Cybersixgill has partnered with Dark Reading to produce the 2021 State of Threat Intelligence report. The report surveyed 106 cybersecurity executives at large enterprises, covering various aspects of threat intelligence from common use-cases to operational challenges.
54% have more than five threat intelligence analyst
While the area of deep and dark threat intelligence is gaining traction across the cybersecurity industry, many are struggling with a large knowledge gap regarding deep and dark web intelligence collection, the importance of intel freshness, the speed and rate of collections, as well as their overall impact on an organization’s cybersecurity programs and posture.

Meira Primes, CMO of Cybersixgill, said,
“The deep and dark web is the world’s third-largest economy after the US and China. In other words, if you’re a cyber criminal – you have to be there. Organizations are drowning in irrelevant data, false positives and lack of ‘big picture’ understanding. Those who fail to adapt and act accordingly will not be able to advance their cyber defense strategy and protect their organization against cyber threats.”
77% of organizations have at least one dedicated threat intelligence analyst, and 54% have more than five. Yet an overwhelming 48% of organizations struggle with inaccurate data and 46% with stale data.
Key findings
- Multiple Breaches: 25% of organizations have experienced six or more security breaches in the previous 12 months.

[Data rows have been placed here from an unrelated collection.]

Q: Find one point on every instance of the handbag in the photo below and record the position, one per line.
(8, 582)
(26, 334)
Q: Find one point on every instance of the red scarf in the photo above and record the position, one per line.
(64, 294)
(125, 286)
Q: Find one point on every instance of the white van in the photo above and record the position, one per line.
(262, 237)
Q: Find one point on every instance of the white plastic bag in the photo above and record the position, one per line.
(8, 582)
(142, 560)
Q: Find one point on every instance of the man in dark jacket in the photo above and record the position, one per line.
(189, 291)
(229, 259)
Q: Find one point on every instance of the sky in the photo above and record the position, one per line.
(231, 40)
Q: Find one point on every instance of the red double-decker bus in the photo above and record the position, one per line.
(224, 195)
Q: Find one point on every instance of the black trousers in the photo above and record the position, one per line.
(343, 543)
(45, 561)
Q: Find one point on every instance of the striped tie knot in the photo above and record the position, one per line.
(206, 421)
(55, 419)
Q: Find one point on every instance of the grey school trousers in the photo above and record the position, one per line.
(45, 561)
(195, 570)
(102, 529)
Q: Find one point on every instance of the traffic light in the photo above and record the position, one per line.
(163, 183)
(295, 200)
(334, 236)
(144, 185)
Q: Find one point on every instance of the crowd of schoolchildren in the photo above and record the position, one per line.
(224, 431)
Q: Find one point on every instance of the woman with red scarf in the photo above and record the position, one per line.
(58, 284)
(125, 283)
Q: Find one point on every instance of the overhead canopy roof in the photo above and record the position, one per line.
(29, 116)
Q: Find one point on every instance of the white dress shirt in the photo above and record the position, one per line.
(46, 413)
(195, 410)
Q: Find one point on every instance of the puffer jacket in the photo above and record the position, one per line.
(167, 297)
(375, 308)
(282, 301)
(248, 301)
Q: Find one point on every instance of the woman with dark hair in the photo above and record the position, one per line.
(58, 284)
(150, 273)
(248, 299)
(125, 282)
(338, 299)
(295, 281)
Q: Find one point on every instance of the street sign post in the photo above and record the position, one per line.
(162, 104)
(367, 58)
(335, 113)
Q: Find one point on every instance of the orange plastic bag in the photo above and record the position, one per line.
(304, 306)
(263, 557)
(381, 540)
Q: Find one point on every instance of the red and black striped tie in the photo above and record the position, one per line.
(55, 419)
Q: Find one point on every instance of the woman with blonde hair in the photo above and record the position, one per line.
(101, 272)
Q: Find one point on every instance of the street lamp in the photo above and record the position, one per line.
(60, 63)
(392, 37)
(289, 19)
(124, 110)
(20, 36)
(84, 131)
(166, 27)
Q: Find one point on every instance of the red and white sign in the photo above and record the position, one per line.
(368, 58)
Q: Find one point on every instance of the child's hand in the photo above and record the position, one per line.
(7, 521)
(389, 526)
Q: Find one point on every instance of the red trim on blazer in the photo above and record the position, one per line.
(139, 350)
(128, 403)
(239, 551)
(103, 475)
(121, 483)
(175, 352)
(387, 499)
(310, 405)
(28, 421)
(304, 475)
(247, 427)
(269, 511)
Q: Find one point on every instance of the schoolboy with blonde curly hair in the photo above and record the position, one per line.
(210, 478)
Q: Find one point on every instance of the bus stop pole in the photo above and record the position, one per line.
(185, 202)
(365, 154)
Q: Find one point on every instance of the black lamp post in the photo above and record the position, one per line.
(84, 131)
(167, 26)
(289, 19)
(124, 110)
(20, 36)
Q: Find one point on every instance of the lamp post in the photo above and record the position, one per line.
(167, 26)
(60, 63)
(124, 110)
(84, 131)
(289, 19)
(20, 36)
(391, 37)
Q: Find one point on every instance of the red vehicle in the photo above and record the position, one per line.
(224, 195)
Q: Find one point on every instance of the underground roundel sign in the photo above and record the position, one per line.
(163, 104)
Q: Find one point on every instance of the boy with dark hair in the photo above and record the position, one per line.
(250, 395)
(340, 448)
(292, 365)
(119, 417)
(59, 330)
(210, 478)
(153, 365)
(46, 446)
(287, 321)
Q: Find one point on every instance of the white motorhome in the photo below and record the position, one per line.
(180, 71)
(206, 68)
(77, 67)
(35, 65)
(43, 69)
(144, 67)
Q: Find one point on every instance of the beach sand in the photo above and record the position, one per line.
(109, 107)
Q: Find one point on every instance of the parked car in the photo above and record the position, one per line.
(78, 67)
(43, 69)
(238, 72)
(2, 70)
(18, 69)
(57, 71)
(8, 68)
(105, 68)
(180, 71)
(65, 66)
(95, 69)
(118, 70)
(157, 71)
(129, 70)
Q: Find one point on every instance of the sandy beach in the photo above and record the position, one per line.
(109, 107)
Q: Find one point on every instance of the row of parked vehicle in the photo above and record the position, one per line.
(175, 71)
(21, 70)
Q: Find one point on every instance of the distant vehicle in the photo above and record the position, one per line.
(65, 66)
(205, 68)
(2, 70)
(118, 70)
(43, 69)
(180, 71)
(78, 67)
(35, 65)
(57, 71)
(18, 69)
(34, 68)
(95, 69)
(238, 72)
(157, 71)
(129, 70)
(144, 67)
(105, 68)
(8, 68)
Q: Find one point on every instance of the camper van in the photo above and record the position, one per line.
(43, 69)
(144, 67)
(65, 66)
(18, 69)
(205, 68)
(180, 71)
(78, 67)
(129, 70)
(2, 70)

- Long time to action: 35% of organizations say it takes 12 hours or more to supplement new threat intelligence data with enough research to begin escalating and remediating incidents.
- Drowning in data: 35% of organizations use seven or more threat feeds at a time.
Time wasted on false Positives: 95% of organizations waste anywhere from one hour to five days per week per analyst on false positives. - Obsolete data impacting almost half of the organizations: 48% of organizations struggle with inaccurate threat intelligence data and 46% with stale data.
- Lack of context: 40% of organizations cite lack of context as the biggest source of dissatisfaction in threat intelligence.
The report suggests that cybersecurity professionals might have to shift the way they approach threat intelligence and implement a modern methodology that includes automating the collection, analysis, research, and response in order to minimize the amount of manual labor it takes to truly operationalize threat intelligence.